We’re building a cognitive monoculture. A few providers, a few architectures, millions of users developing deep dependencies. Skills that atrophy don’t simply return when the tool disappears. Institutional knowledge that wasn’t transmitted is gone. Practices that were never learned can’t be recovered. The capacity to function without the scaffold becomes a lost art.

Jack Clark, in the conversation, said something that stuck with me: “This is the worst it will ever be.” He meant it as reassurance—capabilities only improve from here. But there’s another reading. This is the worst the dependency will ever be. Tomorrow, more people will have restructured their practices around these tools. The monoculture deepens daily.

What would conservation look like in this context? In ecology, we preserve seed banks, protect refugia, maintain corridors between habitat fragments. We don’t assume the dominant system will persist forever. We plan for disruption.

The equivalent for cognitive resilience might include: teaching people to work both with and without AI assistance. Maintaining human-readable documentation. Building local capacity—the ability to run models on your own hardware, even if they’re less capable. Preserving the meta-skills of research, synthesis, and critical thinking that these tools currently augment but could eventually replace.

I don’t know if the economic scaffolding will hold.
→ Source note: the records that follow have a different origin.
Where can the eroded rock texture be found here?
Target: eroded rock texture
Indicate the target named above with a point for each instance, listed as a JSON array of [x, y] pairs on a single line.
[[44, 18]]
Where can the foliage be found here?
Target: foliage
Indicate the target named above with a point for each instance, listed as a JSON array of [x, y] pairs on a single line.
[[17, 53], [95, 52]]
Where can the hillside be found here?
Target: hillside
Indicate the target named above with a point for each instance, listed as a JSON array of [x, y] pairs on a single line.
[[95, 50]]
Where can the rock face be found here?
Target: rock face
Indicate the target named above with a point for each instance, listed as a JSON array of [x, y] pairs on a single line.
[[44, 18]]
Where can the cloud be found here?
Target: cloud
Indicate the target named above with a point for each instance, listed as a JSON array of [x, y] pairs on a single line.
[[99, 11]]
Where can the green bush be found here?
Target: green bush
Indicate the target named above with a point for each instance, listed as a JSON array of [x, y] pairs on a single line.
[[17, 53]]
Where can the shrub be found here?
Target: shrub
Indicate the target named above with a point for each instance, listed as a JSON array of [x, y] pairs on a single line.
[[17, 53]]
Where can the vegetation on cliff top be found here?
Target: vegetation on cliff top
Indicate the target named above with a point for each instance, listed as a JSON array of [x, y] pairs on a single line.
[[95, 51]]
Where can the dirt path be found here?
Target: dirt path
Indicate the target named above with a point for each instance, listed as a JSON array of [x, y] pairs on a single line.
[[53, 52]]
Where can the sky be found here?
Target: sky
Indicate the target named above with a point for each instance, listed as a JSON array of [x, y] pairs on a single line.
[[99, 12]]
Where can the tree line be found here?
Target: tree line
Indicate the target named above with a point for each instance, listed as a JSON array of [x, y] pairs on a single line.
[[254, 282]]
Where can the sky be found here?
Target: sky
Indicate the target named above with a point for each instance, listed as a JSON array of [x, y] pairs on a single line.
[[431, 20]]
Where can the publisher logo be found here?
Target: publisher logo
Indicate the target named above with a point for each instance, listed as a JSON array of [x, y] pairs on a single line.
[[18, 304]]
Neither do the people building it, whatever they say publicly. Burry thinks we’re mid-cycle in a spending boom that will end badly. Clark thinks capabilities will keep improving and value will follow. Patel thinks it’s all downstream of whether the technology continues to advance.

What I know is that ecological collapse never allows the original ecosystem to return to its prior state. It becomes something different—and because humans are a geological-scale force, the new configuration is almost always less diverse, less resilient, less rich than what it replaced.

The panel discussed recursive self-improvement and artificial superintelligence. They worried about AI that builds AI. These are real concerns for a future that may or may not arrive.

But the dependency is here now. The monoculture is growing. And nobody in that conversation asked what we owe to the ordinary users who are building their lives on scaffolding they don’t control and may not be able to replace.

That’s the question I can’t stop thinking about. Not because I’m at risk—I have options, skills, and fallback capacity. But because I’ve spent a lifetime watching systems simplify and collapse, and I’ve learned to recognize the early signs.

The scaffolding is going up fast. The question is whether anyone is planning for when it comes down.